Session Retention

1. Overview

In production scenarios with lots of users (corporate-level) Veridium DB gets to sizes that are becoming difficult to manage (display, search, operate information in tables containing certain type of data that are always high volume). The solution approached is to divide the data in 2 types - available instantly from cassandra and only on demand in special cases, from the disk..

Data type	Persistence	Availability	Location
hot data	relative short	real-time (ms)	Cassandra Hot
cold data	long period	on demand	Binary storage (cold)

For each type of temporary records will be defined the stages and rules regarding the persistence period.

Cassandra Hot represents the main storage used by VeridiumId platform.

2. Temporary records types ( Cassandra tables)

The cassandra tables which are are considered temporary data and should be obeyed to the flow above are:

session_finished
action_log
history

This data and they configurations (policy) are defined in zookeeper into config.json.

Below are the configurations to keep the data for one year.

CODE

    "retentionPolicy": {
        "cassandraDetails": {
            "retentionKeyspace": "veridium-retention",
            "maxNumRetrievedRecords": 500
        },
        "kafkaDetails": {
            "defaultGroupId": "consumerId"
        },
        "data": [
            {
                "dataType": "history",
                "topic": "history-events",
                "retention": {
                    "archived": true,
                    "hot": 365
                }
            },
            {
                "dataType": "action_log",
                "topic": "action-log-events",
                "retention": {
                    "archived": true,
                    "hot": 365
                }
            },
            {
                "dataType": "session_finished",
                "topic": "session-finished-events",
                "retention": {
                    "archived": true,
                    "warm": 0,
                    "hot": 365
                }
            }
        ],
        "generalSettings": {
            "schedulerFrequency": "0 1 0 * * *",
            "useWarmLayer": false,
            "archivingPath": "/opt/veridiumid/backup/data_retention"
        }
    },

3. Archival process

Archival process is done by a series of chron-jobs created in DataRetentionService.
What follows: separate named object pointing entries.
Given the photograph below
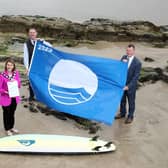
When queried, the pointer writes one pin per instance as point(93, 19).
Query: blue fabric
point(95, 102)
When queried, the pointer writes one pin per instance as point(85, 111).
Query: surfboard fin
point(97, 148)
point(108, 144)
point(95, 138)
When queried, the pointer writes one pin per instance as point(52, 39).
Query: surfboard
point(58, 144)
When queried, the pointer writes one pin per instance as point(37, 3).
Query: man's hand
point(125, 88)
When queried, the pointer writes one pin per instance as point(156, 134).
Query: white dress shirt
point(26, 54)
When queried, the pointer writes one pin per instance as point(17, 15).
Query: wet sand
point(141, 144)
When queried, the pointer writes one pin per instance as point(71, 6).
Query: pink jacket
point(5, 100)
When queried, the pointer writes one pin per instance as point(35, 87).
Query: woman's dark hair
point(131, 46)
point(11, 61)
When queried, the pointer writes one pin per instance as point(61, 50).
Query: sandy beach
point(140, 144)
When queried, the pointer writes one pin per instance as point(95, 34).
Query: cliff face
point(94, 29)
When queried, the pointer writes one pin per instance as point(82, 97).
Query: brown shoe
point(128, 120)
point(119, 116)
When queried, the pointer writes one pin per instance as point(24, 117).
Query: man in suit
point(28, 52)
point(134, 67)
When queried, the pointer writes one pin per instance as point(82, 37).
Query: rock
point(159, 44)
point(153, 74)
point(147, 59)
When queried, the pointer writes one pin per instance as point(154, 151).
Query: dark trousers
point(9, 115)
point(131, 102)
point(31, 93)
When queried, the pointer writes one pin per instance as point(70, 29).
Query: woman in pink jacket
point(7, 102)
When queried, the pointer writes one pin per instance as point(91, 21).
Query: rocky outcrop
point(149, 74)
point(94, 29)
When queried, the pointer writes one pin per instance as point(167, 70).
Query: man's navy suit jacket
point(133, 74)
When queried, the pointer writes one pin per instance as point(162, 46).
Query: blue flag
point(85, 86)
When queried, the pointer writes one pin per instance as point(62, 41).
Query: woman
point(7, 102)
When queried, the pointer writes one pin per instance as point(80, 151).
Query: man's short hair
point(131, 46)
point(32, 28)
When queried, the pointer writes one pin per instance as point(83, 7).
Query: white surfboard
point(41, 143)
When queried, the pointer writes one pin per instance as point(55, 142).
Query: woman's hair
point(10, 61)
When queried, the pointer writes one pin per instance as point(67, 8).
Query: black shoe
point(119, 116)
point(128, 120)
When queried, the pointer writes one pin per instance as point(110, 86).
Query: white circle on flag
point(71, 82)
This jobs produce CSV files stored in folders in a tree structure with next format:

{CONFIGURATE_PATH}/archives / {table_name} / {data_1} / (table_name)_archive.csv

{table_name} = type of entry which is archived
{data_1} = date when was created the date in system

The process that is doing the data retention is ver_data_retention and is installed only on one persistence node.

Name	Basic Description	Default Value
Cassandra Details	Retention Keyspace - The Cassandra Keyspace used to store retention data.	veridium-retention
Cassandra Details	Max Num Retrieved Records - Maximum number of records to be retrieved once.	50
Kafka Details	Default Group Id - The default groupId used by data retention consumers.	consumerId
Data	The map which contains all configs per table.
General Settings	Scheduler Frequency - The chron expression which describe de frequency of archive/clean job.	0 1 0 * * *
General Settings	Archiving Path - The path where will be added the archives.	/existing/path

Don't change default values without reason.